Key Points
- Ultrasound-facilitated, catheter-directed fibrinolysis (USCDT) plus anticoagulation significantly reduced the primary composite endpoint compared with anticoagulation alone (4.0% vs. 10.3%; relative risk 0.39; 95% CI, 0.20–0.77; p=0.005).
- The benefit was primarily driven by a reduction in cardiorespiratory decompensation or collapse (3.7% vs. 10.3%; relative risk 0.40; 95% CI, 0.20–0.70), with no significant difference in mortality or recurrent pulmonary embolism.
- Major bleeding rates were numerically higher but not statistically different between groups at 30 days (4.1% vs. 3.0%; relative risk 1.4; 95% CI, 0.6–3.4; p=0.64), and no intracranial hemorrhage occurred.
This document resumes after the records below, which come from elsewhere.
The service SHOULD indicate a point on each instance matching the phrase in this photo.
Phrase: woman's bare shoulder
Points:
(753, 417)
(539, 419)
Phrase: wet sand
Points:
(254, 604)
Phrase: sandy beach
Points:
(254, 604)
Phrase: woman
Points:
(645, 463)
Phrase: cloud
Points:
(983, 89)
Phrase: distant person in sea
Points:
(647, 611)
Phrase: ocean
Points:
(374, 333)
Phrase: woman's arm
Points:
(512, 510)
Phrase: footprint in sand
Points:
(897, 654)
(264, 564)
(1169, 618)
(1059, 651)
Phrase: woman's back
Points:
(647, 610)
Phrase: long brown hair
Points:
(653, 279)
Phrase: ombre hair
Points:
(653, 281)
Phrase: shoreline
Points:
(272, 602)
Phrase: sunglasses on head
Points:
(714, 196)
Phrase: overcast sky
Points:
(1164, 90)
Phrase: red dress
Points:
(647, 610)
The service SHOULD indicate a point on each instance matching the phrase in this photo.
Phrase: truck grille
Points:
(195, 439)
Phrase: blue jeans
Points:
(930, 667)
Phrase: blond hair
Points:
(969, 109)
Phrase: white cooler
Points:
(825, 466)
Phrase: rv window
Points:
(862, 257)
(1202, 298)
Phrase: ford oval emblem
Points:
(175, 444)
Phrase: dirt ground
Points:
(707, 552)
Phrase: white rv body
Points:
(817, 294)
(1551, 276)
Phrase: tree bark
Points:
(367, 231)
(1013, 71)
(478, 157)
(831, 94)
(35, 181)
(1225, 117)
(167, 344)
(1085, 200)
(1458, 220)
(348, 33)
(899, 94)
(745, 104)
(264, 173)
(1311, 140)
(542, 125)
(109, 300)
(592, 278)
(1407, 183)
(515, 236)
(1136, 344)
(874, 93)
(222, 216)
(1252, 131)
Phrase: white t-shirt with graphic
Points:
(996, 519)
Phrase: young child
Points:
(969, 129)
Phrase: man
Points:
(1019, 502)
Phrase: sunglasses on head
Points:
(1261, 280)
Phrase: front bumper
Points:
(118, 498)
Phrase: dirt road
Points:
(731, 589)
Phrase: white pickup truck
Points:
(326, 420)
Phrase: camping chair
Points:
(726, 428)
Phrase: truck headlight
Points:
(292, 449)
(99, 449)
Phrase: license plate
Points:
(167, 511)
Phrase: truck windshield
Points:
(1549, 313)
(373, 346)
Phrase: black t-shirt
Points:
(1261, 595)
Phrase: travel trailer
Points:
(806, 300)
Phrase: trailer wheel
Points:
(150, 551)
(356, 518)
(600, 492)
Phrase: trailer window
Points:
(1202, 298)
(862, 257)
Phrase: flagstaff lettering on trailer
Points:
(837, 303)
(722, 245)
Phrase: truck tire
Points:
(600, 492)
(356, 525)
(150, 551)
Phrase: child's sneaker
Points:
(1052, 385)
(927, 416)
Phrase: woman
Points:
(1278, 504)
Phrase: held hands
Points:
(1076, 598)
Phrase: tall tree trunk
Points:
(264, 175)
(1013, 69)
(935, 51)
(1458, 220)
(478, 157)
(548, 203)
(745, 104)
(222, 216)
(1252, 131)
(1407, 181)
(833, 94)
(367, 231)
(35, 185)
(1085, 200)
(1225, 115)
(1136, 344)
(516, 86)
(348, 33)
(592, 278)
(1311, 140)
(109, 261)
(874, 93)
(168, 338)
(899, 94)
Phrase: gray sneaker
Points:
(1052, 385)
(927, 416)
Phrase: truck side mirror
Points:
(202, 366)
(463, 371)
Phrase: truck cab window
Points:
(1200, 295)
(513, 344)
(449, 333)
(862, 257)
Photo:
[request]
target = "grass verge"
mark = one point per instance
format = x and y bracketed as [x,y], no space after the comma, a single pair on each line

Acute pulmonary embolism (PE) remains a leading cause of cardiovascular morbidity and mortality, particularly in patients with intermediate-risk disease characterized by right ventricular dysfunction and elevated biomarkers. While systemic fibrinolysis reduces hemodynamic collapse, its use has been limited by bleeding risk. The HI-PEITHO trial (NCT04790370) was designed to evaluate whether ultrasound-facilitated, catheter-directed fibrinolysis using low-dose alteplase could improve clinical outcomes while mitigating bleeding risk in this population. The trial was published in New England Journal of Medicine simultaneously.
HI-PEITHO was a multinational, randomized, open-label trial sponsored by Boston Scientific, with blind endpoint adjudication that enrolled 544 patients with acute intermediate-risk PE across 59 sites. Patients were randomized 1:1 to receive USCDT plus anticoagulation (n=273) or anticoagulation alone (n=271). The primary endpoint was a composite of PE-related death, cardiorespiratory decompensation or collapse, or symptomatic recurrence of PE within 7 days.
At 7 days, the primary composite outcome occurred in 11 patients (4.0%; 95% CI, 2.3–7.1) in the USCDT group compared with 28 patients (10.3%; 95% CI, 7.2–14.5) in the anticoagulation-alone group (relative risk 0.39; 95% CI, 0.20–0.77; p=0.005). This effect was largely driven by a reduction in cardiorespiratory decompensation or collapse (3.7% vs. 10.3%; relative risk 0.40; 95% CI, 0.20–0.70). Rates of PE-related death were low and not significantly different (1.1% vs. 0.4%; relative risk 3.0; 95% CI, 0.3–28.5), and recurrence of PE was rare in both groups (0.4% vs. 0.4%; relative risk 1.0; 95% CI, 0.1–15.8).
Safety outcomes showed no statistically significant increase in major bleeding. Within 7 days, major bleeding occurred in 4.1% of the USCDT group versus 2.2% in the control group (p=0.32), and at 30 days in 4.1% versus 3.0% (relative risk 1.4; 95% CI, 0.6–3.4; p=0.64). Importantly, no intracranial hemorrhage occurred in either group. Rates of death at 30 days (1.8% vs. 1.1%) and serious adverse events (14.8% vs. 16.2%; p=0.64) were similar between groups. Additional findings demonstrated lower use of rescue therapy in the intervention group (2.9% vs. 9.2%), consistent with improved early hemodynamic stability. Hospital length of stay and functional outcomes at 30 days were similar between groups, though there was a trend toward shorter hospitalization with USCDT.
Dr. Stavros V. Konstantinides, the study’s lead investigator, stated: “This trial shows that a catheter intervention can indeed be effective and improve the prognosis for patients with severe PE and elevated risk of early death or life-threatening complications. If the right patients are selected, it can prevent deterioration at an acceptably low risk of bleeding.”